Noch wichtiger sind jedoch innenpolitische Erwägungen. Eine häufige Reaktion, die die WSWS auf den Beitrag des Wissenschaftlers erhalten hat, ist die Überraschung über den Erfolg der chinesischen Zero-Covid-Politik und ihre breite Unterstützung in der Bevölkerung. Die herrschende Klasse befürchtet, dass Chinas Fähigkeit, das Virus innerhalb seiner Grenzen zu eliminieren, den Widerstand in der internationalen Arbeiterklasse gegen den mörderischen Kurs, den die Finanzoligarchie eingeschlagen hat, verstärken wird.
Dies ist der Grund für den zunehmend hysterischen Ton der antichinesischen Propaganda, die Anschuldigungen des „Völkermords“ gegen China erhebt – gegen ein Land, das sich weitaus mehr um Gesundheit und Leben seiner Bürger, einschließlich der Uiguren, kümmert als die USA oder die europäischen Mächte. In diesem Zusammenhang ist auch die Lüge vom „Wuhan-Labor“ zu sehen, wonach China selbst für die Pandemie verantwortlich sei.
Es geht darum, die öffentliche Meinung mit Lügen zu vergiften und eine echte öffentliche Diskussion über die Alternativen zur Politik der großen kapitalistischen Länder zu diskreditieren und zu verhindern. Diese Kampagne wird wiederum den Druck der Wirtschaftseliten in China in Richtung einer Öffnung des Landes für das Virus verstärken, während jeder Rückzug von der Zero-Covid-Politik auf enormen Widerstand in der chinesischen Arbeiterklasse stößt.

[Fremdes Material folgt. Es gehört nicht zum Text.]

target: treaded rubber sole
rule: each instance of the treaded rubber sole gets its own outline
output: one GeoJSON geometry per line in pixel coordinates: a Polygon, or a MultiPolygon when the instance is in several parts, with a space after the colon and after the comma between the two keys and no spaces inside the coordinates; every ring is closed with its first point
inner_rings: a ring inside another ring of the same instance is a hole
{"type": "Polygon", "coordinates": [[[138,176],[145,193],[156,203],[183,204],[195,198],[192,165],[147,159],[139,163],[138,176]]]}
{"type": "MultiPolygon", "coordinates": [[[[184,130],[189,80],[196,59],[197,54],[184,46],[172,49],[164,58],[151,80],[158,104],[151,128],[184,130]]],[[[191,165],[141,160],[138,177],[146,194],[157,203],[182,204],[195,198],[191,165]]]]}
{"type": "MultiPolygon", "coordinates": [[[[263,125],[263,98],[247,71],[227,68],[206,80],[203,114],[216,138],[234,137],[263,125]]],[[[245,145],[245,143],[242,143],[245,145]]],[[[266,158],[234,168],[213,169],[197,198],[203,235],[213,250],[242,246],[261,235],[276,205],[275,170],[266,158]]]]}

Das Beispiel China zeigt, dass der Kampf gegen die Covid-19-Pandemie in erster Linie eine politische Frage ist. Die Umsetzung einer Strategie der globalen Eliminierung erfordert eine soziale Massenbewegung der Arbeiterklasse. Diese muss sich auf die Ablehnung der wirtschaftlichen Interessen stützen, die während der gesamten Pandemie im Vordergrund standen. Dies bedeutet unausweichlich einen revolutionären Kampf gegen das gesamte kapitalistische System.

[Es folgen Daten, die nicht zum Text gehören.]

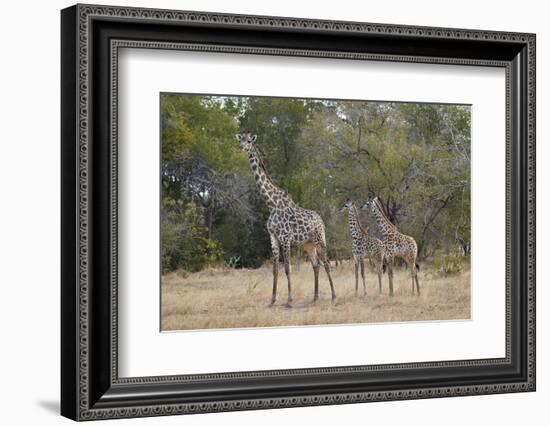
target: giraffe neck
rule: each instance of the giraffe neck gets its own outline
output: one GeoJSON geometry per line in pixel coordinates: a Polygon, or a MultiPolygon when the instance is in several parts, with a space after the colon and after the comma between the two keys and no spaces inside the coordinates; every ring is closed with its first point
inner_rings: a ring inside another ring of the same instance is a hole
{"type": "MultiPolygon", "coordinates": [[[[352,231],[355,231],[355,234],[358,238],[361,236],[367,237],[367,230],[361,225],[361,219],[359,217],[359,212],[357,207],[351,206],[348,208],[348,223],[352,231]]],[[[353,232],[352,232],[353,235],[353,232]]]]}
{"type": "Polygon", "coordinates": [[[269,176],[265,168],[263,159],[254,145],[251,145],[248,150],[248,159],[250,161],[252,173],[254,174],[256,187],[267,206],[270,209],[284,209],[294,206],[295,204],[290,198],[290,195],[285,190],[275,185],[271,180],[271,176],[269,176]]]}
{"type": "Polygon", "coordinates": [[[395,225],[391,223],[386,215],[380,210],[380,207],[376,204],[372,204],[371,211],[383,235],[395,235],[398,232],[395,225]]]}
{"type": "Polygon", "coordinates": [[[359,210],[357,209],[357,206],[353,206],[353,211],[355,213],[355,220],[357,222],[357,228],[358,228],[359,232],[361,232],[365,237],[368,237],[367,230],[361,224],[361,216],[359,214],[359,210]]]}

Es ist von entscheidender Bedeutung, innerhalb der Arbeiterklasse ein Verständnis dafür zu entwickeln, was passiert ist, wer dafür verantwortlich ist und was getan werden muss. Dies ist das Ziel des von der World Socialist Web Site initiierten Global Workers’ Inquest zur Covid-19 Pandemie.